Congress Vice-President Rahul Gandhi’s proposal for a ‘natural resource investment’ special purpose vehicle (SPV) that would secure all regulatory approvals for individual projects before auctioning them to private players is a good idea. True, it has come at the fag end of the UPA Government’s tenure. But the idea is still worth pursuing irrespective of which formation comes to power as it has the potential to become a key factor in re-igniting investor interest, particularly in the infrastructure sector. It was not the lack of bidding enthusiasm that has resulted in the many highway projects getting stuck today. On the contrary, investors went all out to bag them, only to later discover how difficult it is to get the authorities to hand over unencumbered land or obtain permission for clearing the odd roadside tree plantation patch. Likewise, no company that bid for hydrocarbon blocks possibility anticipated the difficulties from these being in the vicinity of naval exercise and satellite launching sites. Or for that matter, that their development required resolution of marine ecology-related issues.

The short point is this: businessmen are expected to address project risks as long as they are of a commercial nature. Thus, it is for the highway developer to make toll and traffic projections and decide how much premium to offer in order to bag the right for building and operating a particular stretch. The same goes with bidding for blocks and drilling wells that may or may not yield enough oil and gas. But these risks are different from the uncertainties that emerge from obtaining environment clearances and other approvals from the myriad arms of government. The job of clearing the regulatory thicket lies squarely with the Centre. And the chances of it getting done are better through an SPV created specifically for that purpose.
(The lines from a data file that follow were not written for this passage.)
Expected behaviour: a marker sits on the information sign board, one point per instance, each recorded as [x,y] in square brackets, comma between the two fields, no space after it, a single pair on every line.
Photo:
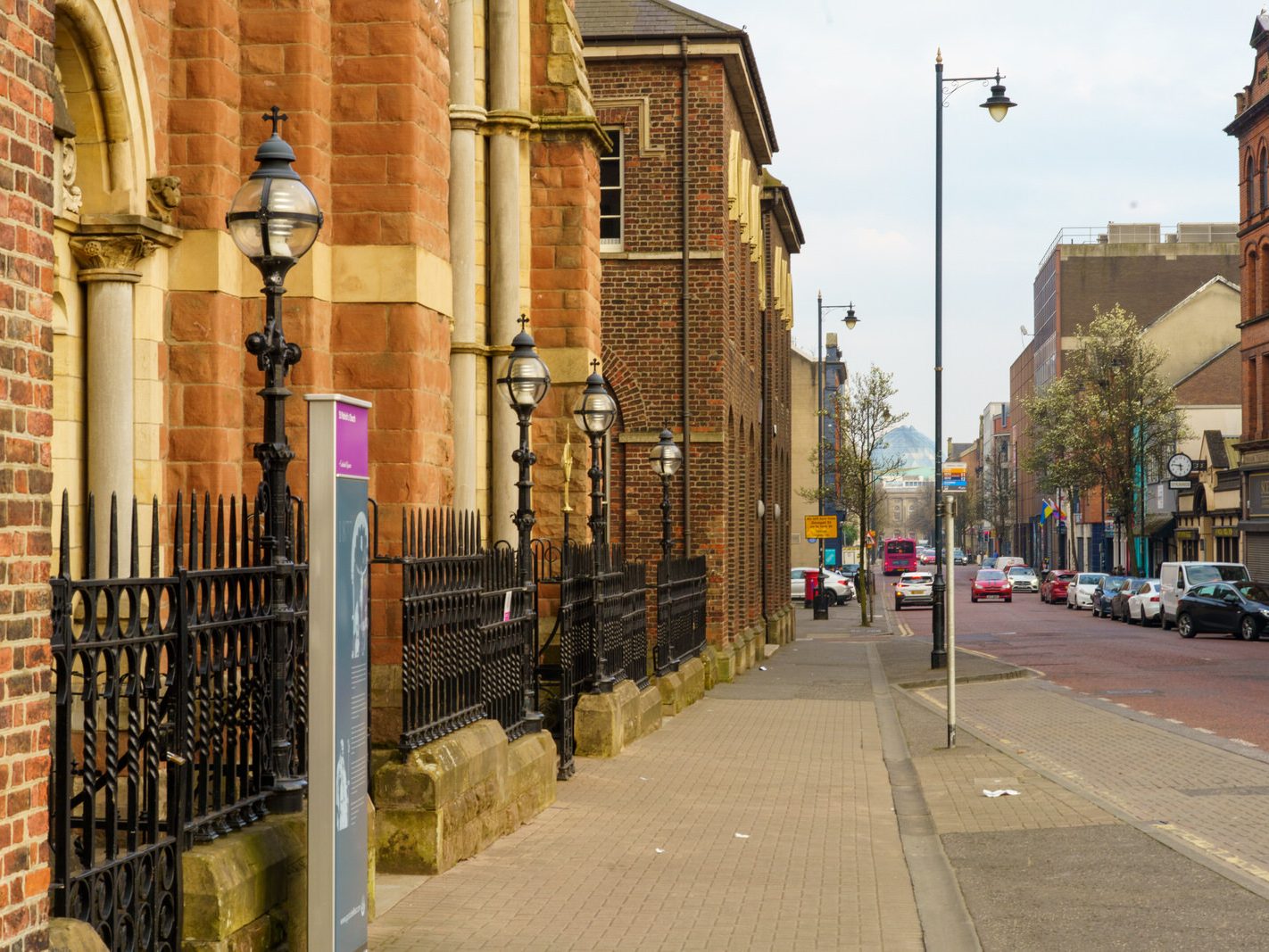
[821,527]
[339,670]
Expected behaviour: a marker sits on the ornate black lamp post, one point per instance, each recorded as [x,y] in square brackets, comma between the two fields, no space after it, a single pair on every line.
[594,413]
[524,384]
[274,219]
[667,459]
[998,105]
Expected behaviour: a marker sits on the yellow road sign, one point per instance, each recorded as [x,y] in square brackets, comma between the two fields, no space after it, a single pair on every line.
[821,527]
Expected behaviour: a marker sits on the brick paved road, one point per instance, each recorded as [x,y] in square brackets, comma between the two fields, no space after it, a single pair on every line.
[790,757]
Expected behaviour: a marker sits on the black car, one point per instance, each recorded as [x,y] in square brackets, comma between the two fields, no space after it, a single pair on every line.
[1238,607]
[1103,593]
[1119,602]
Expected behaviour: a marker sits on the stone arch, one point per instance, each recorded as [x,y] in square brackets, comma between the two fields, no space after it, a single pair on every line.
[108,98]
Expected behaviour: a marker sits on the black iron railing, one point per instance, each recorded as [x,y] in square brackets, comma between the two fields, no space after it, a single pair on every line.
[162,711]
[469,628]
[680,611]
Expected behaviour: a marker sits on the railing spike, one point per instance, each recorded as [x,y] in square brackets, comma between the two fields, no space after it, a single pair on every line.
[113,551]
[135,561]
[220,531]
[153,536]
[63,555]
[178,553]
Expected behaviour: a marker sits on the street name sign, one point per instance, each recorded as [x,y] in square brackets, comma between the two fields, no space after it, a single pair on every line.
[339,562]
[821,527]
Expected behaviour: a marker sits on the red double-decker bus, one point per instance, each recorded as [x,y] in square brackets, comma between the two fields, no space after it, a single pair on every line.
[899,556]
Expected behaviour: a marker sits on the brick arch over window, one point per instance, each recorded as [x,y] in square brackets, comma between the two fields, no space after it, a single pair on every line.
[627,393]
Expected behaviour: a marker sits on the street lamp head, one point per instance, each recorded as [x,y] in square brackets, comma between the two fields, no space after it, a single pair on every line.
[274,219]
[526,380]
[665,457]
[998,103]
[595,409]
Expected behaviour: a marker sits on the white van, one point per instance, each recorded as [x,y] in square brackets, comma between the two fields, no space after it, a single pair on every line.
[1178,578]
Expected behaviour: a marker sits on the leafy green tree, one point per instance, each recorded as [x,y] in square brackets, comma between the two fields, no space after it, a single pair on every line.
[1108,420]
[860,459]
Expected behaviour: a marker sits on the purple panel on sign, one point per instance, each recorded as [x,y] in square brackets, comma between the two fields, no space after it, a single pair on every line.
[352,441]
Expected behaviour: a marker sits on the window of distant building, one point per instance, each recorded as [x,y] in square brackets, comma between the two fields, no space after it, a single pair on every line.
[612,176]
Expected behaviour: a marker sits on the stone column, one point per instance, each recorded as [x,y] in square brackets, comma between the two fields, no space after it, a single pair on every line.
[108,268]
[465,120]
[505,125]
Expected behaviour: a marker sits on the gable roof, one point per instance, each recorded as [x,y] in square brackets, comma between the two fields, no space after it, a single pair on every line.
[623,23]
[643,18]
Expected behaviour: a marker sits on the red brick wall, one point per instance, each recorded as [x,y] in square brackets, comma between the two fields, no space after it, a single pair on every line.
[643,325]
[26,468]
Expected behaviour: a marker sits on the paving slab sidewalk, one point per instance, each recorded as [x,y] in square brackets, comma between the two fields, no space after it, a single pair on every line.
[1069,862]
[761,817]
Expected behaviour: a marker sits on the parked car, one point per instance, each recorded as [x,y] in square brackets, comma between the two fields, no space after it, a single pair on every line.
[1119,600]
[1103,593]
[1023,578]
[838,585]
[991,583]
[1079,591]
[1052,589]
[1238,607]
[1143,604]
[914,589]
[1178,578]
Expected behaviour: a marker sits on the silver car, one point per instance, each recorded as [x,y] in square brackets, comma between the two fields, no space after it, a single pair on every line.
[1023,578]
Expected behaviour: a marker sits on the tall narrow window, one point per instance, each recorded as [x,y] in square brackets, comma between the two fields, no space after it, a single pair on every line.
[1248,189]
[610,180]
[1265,179]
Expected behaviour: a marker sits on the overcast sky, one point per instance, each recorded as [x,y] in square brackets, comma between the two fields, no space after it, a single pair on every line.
[1121,110]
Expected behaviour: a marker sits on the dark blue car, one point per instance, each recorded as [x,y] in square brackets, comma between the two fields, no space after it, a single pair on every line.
[1104,593]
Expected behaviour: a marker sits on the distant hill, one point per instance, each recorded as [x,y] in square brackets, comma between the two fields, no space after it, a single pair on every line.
[914,447]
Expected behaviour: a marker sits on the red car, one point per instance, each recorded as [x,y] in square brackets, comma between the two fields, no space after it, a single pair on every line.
[1053,588]
[990,583]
There is a precedent, in the form of the SPVs that were set up to facilitate the development of ultra mega power projects (UMPP) under a policy launched in 2005-06. The SPVs were incorporated as wholly-owned subsidiaries of the Power Finance Corporation (PFC), each entrusted with the responsibility of obtaining various clearances, water linkage and coal mine allocation for a specific UMPP. Once these approvals were in place, the projects were auctioned through a tariff-based international competitive bidding process. The SPV was, then, transferred to the successful developer who won the right to build, own and operate the plants. The same model can perhaps be replicated across all infrastructure industries. A highway or power project bid-out after being accorded all the statutory approvals is likely to invite more investor interest. Also, the chances are that the investors in such cases would be genuine and not in the fray merely because they know the right minister or bureaucrat.